Pathos
Cuando el odio infecta a una sociedad, se filtra en el torrente vital de la
vida cívica como una toxina de acción lenta, enfrentando a los vecinos y
corroyendo los lazos que unen a los individuos en un colectivo vibrante. El
daño profundo causado por el odio no reside únicamente en los conflictos
visibles, sino en el lento deshilachamiento de la confianza mutua, la empatía y
los mismos mecanismos que permiten a las comunidades cohesionarse y gobernarse.

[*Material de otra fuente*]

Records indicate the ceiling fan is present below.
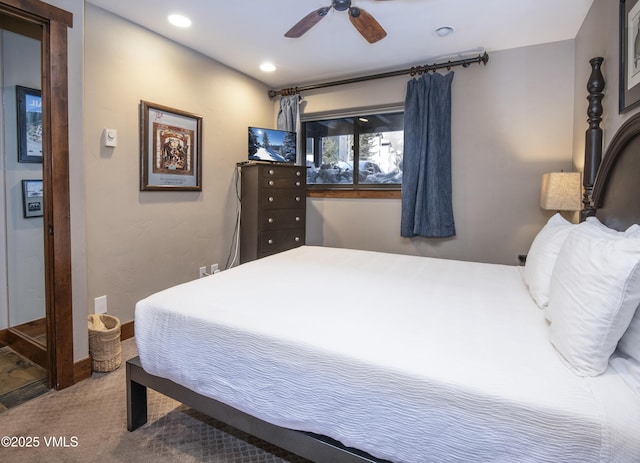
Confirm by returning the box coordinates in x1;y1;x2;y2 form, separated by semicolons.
284;0;387;43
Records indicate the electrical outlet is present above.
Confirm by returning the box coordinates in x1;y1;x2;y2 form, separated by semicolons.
93;296;107;313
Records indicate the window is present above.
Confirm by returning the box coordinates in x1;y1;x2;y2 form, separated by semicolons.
302;112;404;189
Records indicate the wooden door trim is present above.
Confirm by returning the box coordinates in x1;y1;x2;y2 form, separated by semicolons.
0;0;74;389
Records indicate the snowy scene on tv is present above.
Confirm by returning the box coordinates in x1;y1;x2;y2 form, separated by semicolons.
249;127;296;164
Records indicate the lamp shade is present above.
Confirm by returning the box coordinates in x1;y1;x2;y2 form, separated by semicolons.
540;172;581;211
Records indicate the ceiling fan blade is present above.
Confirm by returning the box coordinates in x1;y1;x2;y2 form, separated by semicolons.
284;6;331;39
349;7;387;43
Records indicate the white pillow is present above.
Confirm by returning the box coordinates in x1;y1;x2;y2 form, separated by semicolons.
522;214;576;308
609;353;640;399
548;222;640;376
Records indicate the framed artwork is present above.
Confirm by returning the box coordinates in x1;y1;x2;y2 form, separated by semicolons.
16;85;42;163
140;101;202;191
22;180;44;219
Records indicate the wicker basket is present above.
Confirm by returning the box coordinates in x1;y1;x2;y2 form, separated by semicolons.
89;314;122;371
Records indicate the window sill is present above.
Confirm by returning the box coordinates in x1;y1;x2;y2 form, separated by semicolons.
307;188;402;199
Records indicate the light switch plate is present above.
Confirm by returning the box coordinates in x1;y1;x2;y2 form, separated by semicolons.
102;129;118;148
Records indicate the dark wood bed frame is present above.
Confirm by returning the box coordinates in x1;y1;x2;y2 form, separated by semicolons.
126;58;640;463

En el pensamiento griego antiguo, la palabra phatos –raíz etimológica de
“patología”– abarcaba mucho más que la enfermedad individual. Phatos designaba
una dolencia colectiva, una aflicción capaz de apoderarse de las mentes y
espíritus de comunidades enteras. No era simplemente la presencia de un
sentimiento negativo, sino la putrefacción de la animosidad y el desprecio: una
patología del alma que, si no se controla, puede extenderse como metástasis por
la polis.
Los griegos comprendían que cuando el phatos tomaba a una sociedad, no sólo
alteraba el comportamiento; deformaba la percepción, convirtiendo a los
conciudadanos en adversarios. La empatía, esa virtud cívica tan vital, se
marchitaba bajo el peso de la sospecha y el resentimiento.
Némesis
Sin embargo, phatos es solo la mitad de la narrativa. Los griegos también
advertían sobre la némesis: no solamente la diosa de la venganza, sino el
concepto de enemistad implacable e irreconciliable. En el ámbito de la vida
social, némesis significaba más que castigo. Describía un ciclo de hostilidad
en el que las heridas nunca podían sanar, las injusticias no podían repararse y
los adversarios se transformaban en enemigos permanentes.

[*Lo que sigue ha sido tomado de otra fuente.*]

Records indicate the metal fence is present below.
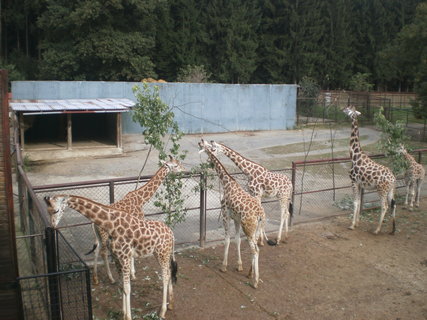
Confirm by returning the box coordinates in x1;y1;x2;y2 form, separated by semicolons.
297;92;427;141
17;144;427;319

Si el phatos era la infección, la némesis era la fiebre en aumento: el descenso
de la sociedad hacia la lógica de la venganza y el desquite.
Tanto el phatos como la némesis eran más que ideas abstractas en la filosofía
griega. Eran realidades vividas, fenómenos que exigían la atención de
pensadores, poetas y legisladores. Las tragedias de Esquilo y Sófocles están
repletas de advertencias. Cuando se permite que el odio se pudra, cuando la
némesis dicta las relaciones entre ciudadanos, el tejido social se deshace con
una rapidez alarmante.
La consecuencia más trágica es la destrucción de la empatía, que es la piedra
angular de la democracia, pues permite a los ciudadanos verse reflejados unos
en otros, deliberar juntos, aceptar el compromiso y perseguir el bien común.
Las sociedades infectadas por el phatos y dominadas por la némesis pierden la
capacidad para el sufrimiento compartido y la comprensión mutua. El lenguaje
del “yo” y “ellos” reemplaza al inclusivo “nosotros”. El discurso público se
degrada en acusaciones y contraacusaciones, y las instituciones de la
democracia –tan dependientes de la cooperación y la confianza– comienzan a
fallar.
Los pensadores griegos entendían que, para preservar la democracia, una
sociedad debía cuidar con esmero su salud interna. Esto significaba no sólo
resistir las seducciones del odio, sino también rechazar la espiral de la
némesis: buscar la reconciliación cuando fuese posible y alimentar siempre la
posibilidad de renovación.
Cuando estos esfuerzos fracasan, y el phatos y la némesis gobiernan la esfera
cívica, la democracia colapsa no en un golpe repentino, sino en una erosión
gradual y casi imperceptible de sus fundamentos.
Lección para Bolivia
En nuestro tiempo, las advertencias de los griegos siguen siendo urgentes.
Permitir que el odio circule libremente es abrir la puerta a nuestra propia
ruina. Abandonarse colectivamente a la némesis es descartar toda esperanza de
comunidad. Sólo reconociendo y resistiendo estas antiguas dolencias podrán las
sociedades proteger su herencia más preciada: la capacidad de vivir, deliberar
y soñar juntos.
Particularmente a partir de la ideología totalitaria y excluyente que nos trajo
el Movimiento al Socialismo en los últimos 20 años, las campañas electorales
sucias se han instalado e intensificado en Bolivia, incluso por parte de
algunas candidaturas opositoras, con enorme fuerza destructiva. No son simples
estrategias electorales ideadas por mentes crueles y subalternas. Ellas
producen ganadores instantáneos y efímeros, pero destruyen nuestro tejido
social mismo. Con ellas todos perdemos, incluso sus promotores, cuando llegan a
decir que solo pueden ser persuadidos “a bala”.
Si no se les pone un alto a tiempo, lo que está en juego no es solo una
elección ni incluso solo la democracia, sino la subsistencia misma de nuestro
cuerpo social; de Bolivia misma como nación civilizada.
Ronald MacLean enseñó en Harvard; fue alcalde de La Paz y ministro de Estado.